For this critical play, I played the game Cards Against Humanity, a party card game created by 8 friends in 2011.

The target audience for Cards Against Humanity is groups of 3-20+ people, working best for groups of adult friends older than around 17 (due to the nature of the card contents). One player is the judge or ‘Card Czar,’ and to begin the round they choose, play, and read aloud a black card with questions or a fill-in-the-blank sentence. The remaining players choose from 7 white cards in their hand (featuring nouns/gerunds) and play them face down in the middle of the table. The judge will then read each option aloud and award a point to the funniest card.
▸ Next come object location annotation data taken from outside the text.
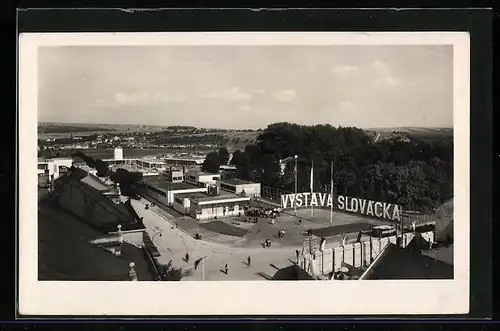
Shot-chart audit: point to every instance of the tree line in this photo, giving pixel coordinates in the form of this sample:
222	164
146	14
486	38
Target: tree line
417	174
131	182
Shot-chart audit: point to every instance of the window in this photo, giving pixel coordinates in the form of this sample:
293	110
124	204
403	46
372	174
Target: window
154	189
227	187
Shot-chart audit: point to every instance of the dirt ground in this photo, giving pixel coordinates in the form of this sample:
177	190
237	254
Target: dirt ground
177	239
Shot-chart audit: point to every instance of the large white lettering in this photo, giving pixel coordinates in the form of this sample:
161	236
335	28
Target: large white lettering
369	210
386	210
378	212
343	203
284	201
292	200
362	205
306	198
395	214
298	199
340	201
329	202
322	199
314	200
354	205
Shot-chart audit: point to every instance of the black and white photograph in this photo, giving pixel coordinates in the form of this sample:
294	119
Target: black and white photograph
260	158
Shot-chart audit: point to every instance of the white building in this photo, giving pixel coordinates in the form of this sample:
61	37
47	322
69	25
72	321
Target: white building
118	153
163	191
174	175
183	161
182	201
51	169
241	187
211	207
202	177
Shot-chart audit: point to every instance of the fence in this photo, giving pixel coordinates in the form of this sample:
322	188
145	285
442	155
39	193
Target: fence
273	194
358	254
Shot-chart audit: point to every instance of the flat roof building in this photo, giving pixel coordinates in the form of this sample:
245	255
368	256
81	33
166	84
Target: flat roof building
163	191
202	177
223	205
241	187
51	169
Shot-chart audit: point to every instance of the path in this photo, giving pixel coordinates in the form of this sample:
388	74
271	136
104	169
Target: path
173	245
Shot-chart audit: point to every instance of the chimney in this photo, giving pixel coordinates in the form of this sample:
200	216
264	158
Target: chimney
118	250
132	274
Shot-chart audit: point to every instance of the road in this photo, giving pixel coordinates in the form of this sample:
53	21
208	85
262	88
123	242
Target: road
173	244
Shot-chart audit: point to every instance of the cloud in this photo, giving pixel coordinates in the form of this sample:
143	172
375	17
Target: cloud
232	94
141	99
387	81
346	105
285	95
245	107
379	66
343	70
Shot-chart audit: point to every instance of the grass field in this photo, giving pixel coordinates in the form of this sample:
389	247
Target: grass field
417	132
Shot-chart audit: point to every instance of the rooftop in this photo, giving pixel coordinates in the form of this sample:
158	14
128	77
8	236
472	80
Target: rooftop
95	183
208	174
194	195
399	263
236	181
115	213
64	251
292	272
224	195
162	183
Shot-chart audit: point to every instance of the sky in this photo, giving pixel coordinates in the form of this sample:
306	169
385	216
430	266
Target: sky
242	87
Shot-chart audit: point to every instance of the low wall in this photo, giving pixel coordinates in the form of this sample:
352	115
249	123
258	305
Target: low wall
356	254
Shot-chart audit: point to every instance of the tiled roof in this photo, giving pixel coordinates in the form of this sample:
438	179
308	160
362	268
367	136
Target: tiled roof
117	214
64	251
398	263
292	272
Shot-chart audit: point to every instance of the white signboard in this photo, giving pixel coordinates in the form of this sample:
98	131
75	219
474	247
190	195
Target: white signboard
343	203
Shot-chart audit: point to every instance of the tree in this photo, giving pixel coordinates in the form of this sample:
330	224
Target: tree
211	163
223	155
236	159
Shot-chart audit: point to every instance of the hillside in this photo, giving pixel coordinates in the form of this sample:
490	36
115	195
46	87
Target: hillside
239	139
380	134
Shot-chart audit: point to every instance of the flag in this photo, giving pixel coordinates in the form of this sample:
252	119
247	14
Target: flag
286	160
312	173
197	262
322	244
344	239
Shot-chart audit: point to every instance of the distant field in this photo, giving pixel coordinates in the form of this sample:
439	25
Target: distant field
102	153
422	133
239	139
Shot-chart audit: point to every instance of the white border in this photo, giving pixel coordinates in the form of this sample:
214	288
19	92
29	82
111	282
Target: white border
239	297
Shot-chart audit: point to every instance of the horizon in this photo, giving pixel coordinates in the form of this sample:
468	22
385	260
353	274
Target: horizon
248	86
241	129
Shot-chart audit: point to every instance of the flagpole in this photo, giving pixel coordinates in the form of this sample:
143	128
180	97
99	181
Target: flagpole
203	269
296	170
331	195
312	186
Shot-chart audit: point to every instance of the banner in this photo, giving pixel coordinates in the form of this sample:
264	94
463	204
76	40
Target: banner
342	203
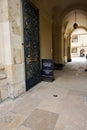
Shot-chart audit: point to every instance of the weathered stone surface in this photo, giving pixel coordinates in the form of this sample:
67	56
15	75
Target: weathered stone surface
41	120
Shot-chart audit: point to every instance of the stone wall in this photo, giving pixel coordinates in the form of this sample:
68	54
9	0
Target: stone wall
11	49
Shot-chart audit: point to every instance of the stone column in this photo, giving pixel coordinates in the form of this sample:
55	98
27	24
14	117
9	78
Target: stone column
68	49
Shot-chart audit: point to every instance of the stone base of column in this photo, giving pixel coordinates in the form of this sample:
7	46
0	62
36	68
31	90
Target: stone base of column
58	66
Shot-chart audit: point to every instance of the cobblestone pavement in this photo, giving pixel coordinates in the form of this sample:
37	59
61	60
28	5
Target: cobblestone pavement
57	105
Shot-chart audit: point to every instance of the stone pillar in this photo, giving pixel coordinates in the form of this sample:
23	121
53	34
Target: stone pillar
68	49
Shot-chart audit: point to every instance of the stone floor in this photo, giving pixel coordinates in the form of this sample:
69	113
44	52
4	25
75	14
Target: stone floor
57	105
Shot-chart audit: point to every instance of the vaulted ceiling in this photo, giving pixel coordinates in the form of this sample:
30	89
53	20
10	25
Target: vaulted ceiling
66	10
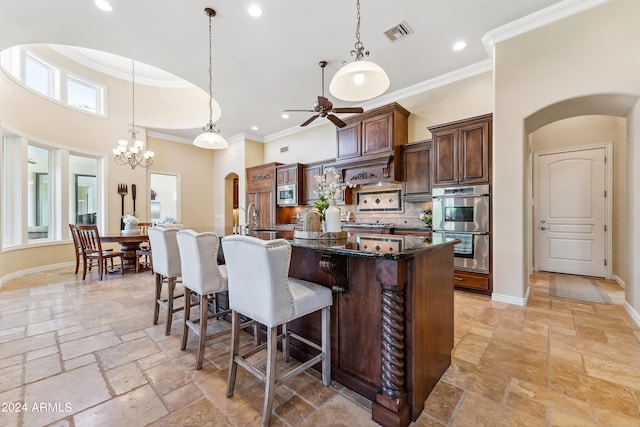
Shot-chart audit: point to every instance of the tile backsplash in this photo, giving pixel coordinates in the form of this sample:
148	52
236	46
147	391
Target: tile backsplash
391	209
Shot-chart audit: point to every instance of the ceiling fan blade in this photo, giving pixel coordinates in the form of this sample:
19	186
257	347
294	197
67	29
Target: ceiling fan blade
336	121
348	110
310	120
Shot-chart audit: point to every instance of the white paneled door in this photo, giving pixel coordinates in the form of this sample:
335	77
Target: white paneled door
571	212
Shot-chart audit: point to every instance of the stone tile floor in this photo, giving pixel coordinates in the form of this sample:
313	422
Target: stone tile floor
85	353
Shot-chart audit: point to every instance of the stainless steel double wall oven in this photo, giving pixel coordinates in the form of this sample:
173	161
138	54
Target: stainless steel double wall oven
463	213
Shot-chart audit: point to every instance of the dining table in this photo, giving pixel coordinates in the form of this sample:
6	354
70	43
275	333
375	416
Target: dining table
129	244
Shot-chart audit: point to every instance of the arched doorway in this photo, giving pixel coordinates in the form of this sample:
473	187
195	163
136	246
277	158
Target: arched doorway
583	121
231	201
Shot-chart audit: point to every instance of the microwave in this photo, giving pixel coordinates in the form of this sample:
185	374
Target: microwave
287	195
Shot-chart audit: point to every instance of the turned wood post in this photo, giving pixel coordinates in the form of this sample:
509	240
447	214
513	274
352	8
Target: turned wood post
391	407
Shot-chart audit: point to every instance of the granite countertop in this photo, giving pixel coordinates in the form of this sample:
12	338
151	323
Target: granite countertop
375	245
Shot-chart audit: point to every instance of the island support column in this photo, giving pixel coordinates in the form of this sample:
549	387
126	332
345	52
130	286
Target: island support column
391	407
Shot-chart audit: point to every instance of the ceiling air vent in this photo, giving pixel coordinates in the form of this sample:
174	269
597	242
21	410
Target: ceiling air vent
398	31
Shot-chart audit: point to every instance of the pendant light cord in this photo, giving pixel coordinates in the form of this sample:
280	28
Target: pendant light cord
359	52
210	78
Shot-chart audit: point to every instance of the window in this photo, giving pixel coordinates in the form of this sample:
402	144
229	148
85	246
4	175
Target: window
40	76
38	194
51	81
84	95
44	188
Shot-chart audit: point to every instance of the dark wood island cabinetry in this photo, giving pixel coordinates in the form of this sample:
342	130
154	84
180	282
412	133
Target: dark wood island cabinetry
392	318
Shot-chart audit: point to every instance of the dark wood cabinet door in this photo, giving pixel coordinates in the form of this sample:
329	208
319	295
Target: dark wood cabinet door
416	165
349	141
265	205
445	154
377	134
473	141
310	184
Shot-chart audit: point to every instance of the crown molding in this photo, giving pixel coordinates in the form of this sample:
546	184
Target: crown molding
536	20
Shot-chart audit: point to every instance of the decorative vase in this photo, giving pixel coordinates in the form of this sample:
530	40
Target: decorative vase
332	219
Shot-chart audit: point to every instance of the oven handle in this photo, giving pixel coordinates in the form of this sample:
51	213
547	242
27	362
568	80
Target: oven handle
459	196
475	233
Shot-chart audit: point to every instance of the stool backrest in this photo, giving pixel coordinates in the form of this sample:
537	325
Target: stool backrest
258	278
166	255
198	254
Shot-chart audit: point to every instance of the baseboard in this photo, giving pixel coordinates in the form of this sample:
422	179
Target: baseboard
38	269
508	299
619	281
634	314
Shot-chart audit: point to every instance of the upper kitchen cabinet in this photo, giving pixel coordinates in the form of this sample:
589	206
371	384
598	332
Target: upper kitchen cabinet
368	148
289	174
416	166
310	186
461	151
375	132
261	191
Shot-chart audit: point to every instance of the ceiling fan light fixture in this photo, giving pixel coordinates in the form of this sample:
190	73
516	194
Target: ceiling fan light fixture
359	81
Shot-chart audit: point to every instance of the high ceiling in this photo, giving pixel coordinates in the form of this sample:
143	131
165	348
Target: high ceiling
264	65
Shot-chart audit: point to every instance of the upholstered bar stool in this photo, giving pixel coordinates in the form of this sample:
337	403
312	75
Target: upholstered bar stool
264	292
201	275
166	267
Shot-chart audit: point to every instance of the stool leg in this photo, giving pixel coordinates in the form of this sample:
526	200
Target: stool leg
326	346
203	330
285	342
270	380
172	288
187	317
156	309
233	366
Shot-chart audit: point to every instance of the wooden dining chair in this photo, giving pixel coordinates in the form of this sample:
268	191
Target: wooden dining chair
92	250
143	255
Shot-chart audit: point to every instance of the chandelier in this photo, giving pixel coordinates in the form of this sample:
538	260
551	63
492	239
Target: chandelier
360	80
210	137
131	152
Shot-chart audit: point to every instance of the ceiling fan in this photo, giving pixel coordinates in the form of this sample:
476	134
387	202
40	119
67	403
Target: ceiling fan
323	107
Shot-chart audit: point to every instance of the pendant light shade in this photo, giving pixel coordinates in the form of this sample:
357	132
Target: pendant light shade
210	140
210	137
359	81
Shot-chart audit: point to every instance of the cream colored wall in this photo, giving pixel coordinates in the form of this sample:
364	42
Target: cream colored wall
594	52
588	130
307	146
194	165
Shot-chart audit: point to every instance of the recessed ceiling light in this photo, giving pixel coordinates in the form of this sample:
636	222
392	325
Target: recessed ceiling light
103	5
255	10
459	45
The role of the judge changes, players redraw their cards, and everyone plays until someone reaches a certain number of points. 

This objective makes Cards Against Humanity a Unilateral Competition style game, as each player aims to win as many rounds as possible. The main type of fun, then, is fellowship. Because of the nearly infinite possible combinations of black and white cards, every round is different and engaging. Sometimes you have a perfect combination of cards and sometimes it’s more random, but every round is different and offers yet another wacky and taboo suggestion. Making your fellow players laugh offers fun memories, and engaging with the potentially unexpected combinations means the game is hard to get bored of.

The game’s main influence is likely Apples to Apples, a similar game containing the same mechanic wherein a singular judge gets to decide the winner amongst group submissions. While Apples to Apples is more wholesome and family-oriented, however, Cards Against Humanity takes a turn towards more vulgar or politically incorrect humor, making it better suited for adults. 

The vulgar content of the cards unfortunately opens the door for discomfort or offensiveness. It can be stressful or revealing to feel like you don’t understand a certain inappropriate joke or to suggest a combination that another player might not like. This makes the game slightly more stressful to play around strangers, who you may not know as well or be as comfortable with. However, changing the nature of the cards’ contents would simply change the intended audience, and plenty of people find the game absolutely hilarious. One final adjustment that might work for all potential audiences would be to introduce blank or wild cards where players can write in their own original answer, either just for the round or to keep in the box, offering groups a chance to customize the game and include more inside jokes or to shift the focus of the game towards a specific kind of topic/humor.